We heard that it was whale watching season on the Ecuadorian coast. Sperm whales to be exact, on their migratory path from the southern ocean to... somewhere in the northern hemisphere. So they favour the Ecuadorian coast for mating, splashing and heavy petting. Who'd be a whale?
The overnight bus down from Quito to the coast was a nightmare, the bus was too cramped, the driver a complete nutter and thus the chances of sleep were somewhere between slim and zero. So we arrived pretty knackered, but not to worry as the market diner was open so we enjoyed a full carne number and set off to find some cheap digs. Which we did...The Sol Inn a rustic number with a sandy floor, hammocks and a wobbly pool table. Perfect.I shared a room with Fabien and Kev and Claire took their own.
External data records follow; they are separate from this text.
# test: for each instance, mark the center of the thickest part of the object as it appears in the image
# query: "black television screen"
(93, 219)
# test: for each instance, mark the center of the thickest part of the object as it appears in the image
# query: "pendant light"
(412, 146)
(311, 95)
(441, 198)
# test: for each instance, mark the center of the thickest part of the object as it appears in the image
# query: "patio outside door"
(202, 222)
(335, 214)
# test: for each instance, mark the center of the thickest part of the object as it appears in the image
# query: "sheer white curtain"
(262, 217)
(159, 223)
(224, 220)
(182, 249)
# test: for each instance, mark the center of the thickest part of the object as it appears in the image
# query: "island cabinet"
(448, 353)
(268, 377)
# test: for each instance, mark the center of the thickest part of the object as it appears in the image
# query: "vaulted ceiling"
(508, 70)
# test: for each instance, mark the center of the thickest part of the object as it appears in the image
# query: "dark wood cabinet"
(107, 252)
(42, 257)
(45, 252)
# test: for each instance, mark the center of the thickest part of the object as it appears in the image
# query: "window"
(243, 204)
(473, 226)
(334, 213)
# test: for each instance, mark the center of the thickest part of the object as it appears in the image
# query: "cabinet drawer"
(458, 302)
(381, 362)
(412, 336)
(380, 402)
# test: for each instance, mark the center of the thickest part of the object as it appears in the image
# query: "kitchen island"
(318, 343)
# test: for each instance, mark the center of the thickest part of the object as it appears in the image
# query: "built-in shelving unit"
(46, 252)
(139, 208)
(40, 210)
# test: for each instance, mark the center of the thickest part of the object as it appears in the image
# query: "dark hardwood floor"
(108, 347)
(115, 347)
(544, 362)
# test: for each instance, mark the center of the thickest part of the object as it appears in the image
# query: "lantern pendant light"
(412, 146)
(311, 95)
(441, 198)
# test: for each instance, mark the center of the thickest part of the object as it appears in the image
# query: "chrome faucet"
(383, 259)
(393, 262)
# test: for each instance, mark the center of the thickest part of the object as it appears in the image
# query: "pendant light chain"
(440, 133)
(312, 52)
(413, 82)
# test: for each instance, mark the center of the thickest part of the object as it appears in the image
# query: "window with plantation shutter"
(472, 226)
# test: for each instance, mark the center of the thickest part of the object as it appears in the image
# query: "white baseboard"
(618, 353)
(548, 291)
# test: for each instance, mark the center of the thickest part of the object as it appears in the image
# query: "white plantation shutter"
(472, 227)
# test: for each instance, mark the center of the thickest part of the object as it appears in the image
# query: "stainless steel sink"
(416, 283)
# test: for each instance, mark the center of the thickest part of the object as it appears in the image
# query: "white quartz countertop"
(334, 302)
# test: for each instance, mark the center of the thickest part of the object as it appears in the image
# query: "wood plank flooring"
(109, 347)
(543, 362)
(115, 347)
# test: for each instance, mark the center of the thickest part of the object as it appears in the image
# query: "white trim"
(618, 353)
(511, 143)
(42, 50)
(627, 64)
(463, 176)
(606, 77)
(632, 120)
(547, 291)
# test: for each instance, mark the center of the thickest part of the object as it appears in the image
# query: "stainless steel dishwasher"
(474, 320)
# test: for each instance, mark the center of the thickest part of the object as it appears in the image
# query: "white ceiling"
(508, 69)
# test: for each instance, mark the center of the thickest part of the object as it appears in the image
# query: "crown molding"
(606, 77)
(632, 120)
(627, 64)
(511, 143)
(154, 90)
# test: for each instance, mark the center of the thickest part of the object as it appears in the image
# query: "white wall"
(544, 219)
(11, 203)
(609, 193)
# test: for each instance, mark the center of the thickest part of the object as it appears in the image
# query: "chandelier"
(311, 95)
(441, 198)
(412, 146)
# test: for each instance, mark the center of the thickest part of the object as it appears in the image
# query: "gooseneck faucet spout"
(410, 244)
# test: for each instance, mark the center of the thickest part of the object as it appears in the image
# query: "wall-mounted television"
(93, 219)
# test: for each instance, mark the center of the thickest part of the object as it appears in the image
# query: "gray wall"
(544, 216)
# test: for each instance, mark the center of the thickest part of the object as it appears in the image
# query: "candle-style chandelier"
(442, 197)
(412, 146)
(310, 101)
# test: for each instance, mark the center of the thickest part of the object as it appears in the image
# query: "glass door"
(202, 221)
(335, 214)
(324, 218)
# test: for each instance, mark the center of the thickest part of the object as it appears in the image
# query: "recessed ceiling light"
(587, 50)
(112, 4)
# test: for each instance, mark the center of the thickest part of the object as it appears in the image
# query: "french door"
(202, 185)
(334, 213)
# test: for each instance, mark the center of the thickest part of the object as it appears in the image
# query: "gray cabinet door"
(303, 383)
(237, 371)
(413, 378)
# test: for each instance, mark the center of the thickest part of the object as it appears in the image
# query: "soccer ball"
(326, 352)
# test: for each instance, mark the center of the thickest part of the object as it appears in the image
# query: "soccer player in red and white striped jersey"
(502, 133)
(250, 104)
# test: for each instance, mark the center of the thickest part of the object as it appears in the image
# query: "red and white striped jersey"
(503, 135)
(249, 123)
The nearby beach was certainly an attraction in it's own right - not for the pleasantness of the environment (dirty, loud and the sun wasn't out anyway) but for the fisherman's market. Hammerhead sharks, rays and barracuda being the big ticket items and all types of unfortunate marine life below them. The day's haul was so large it makes you wonder how there's anything left.
Having decided against The Galapagos Islands ($1500 minium) we were keen on visiting the nearby Isla Del Plata, which is billed as the poor man's Galapagos and had heard from Luis Garcia that the best way to visit was from slightly further up the coast, which is closer to the island and can be combined with whale watching en route. So we set off on the short distance up the coast via the Routa Del Sol (Route of Sun, even though there wasn't any) to the small village whose name escapes me. Alas our info was dud - you can only visit the Island from Puerto Lopez.
Although we were going to return to Puerto Lopez that eve, there were some agencies offering whale watching tours for pretty cheap so we decided to spend three hours taking one of these tours. We bundled into a 4 x 4 and were taken to the beach and onto a small fisherman's vessel. And I mean small. After 2 hours without a single sighting we were about to give up then....thar she blows! A couple of whales frolicking in the water....increadible sight! Our captain was afraid for his boat and didn't want to get too close...luckily his mate talked him into it and we had some good close up views. Amazing.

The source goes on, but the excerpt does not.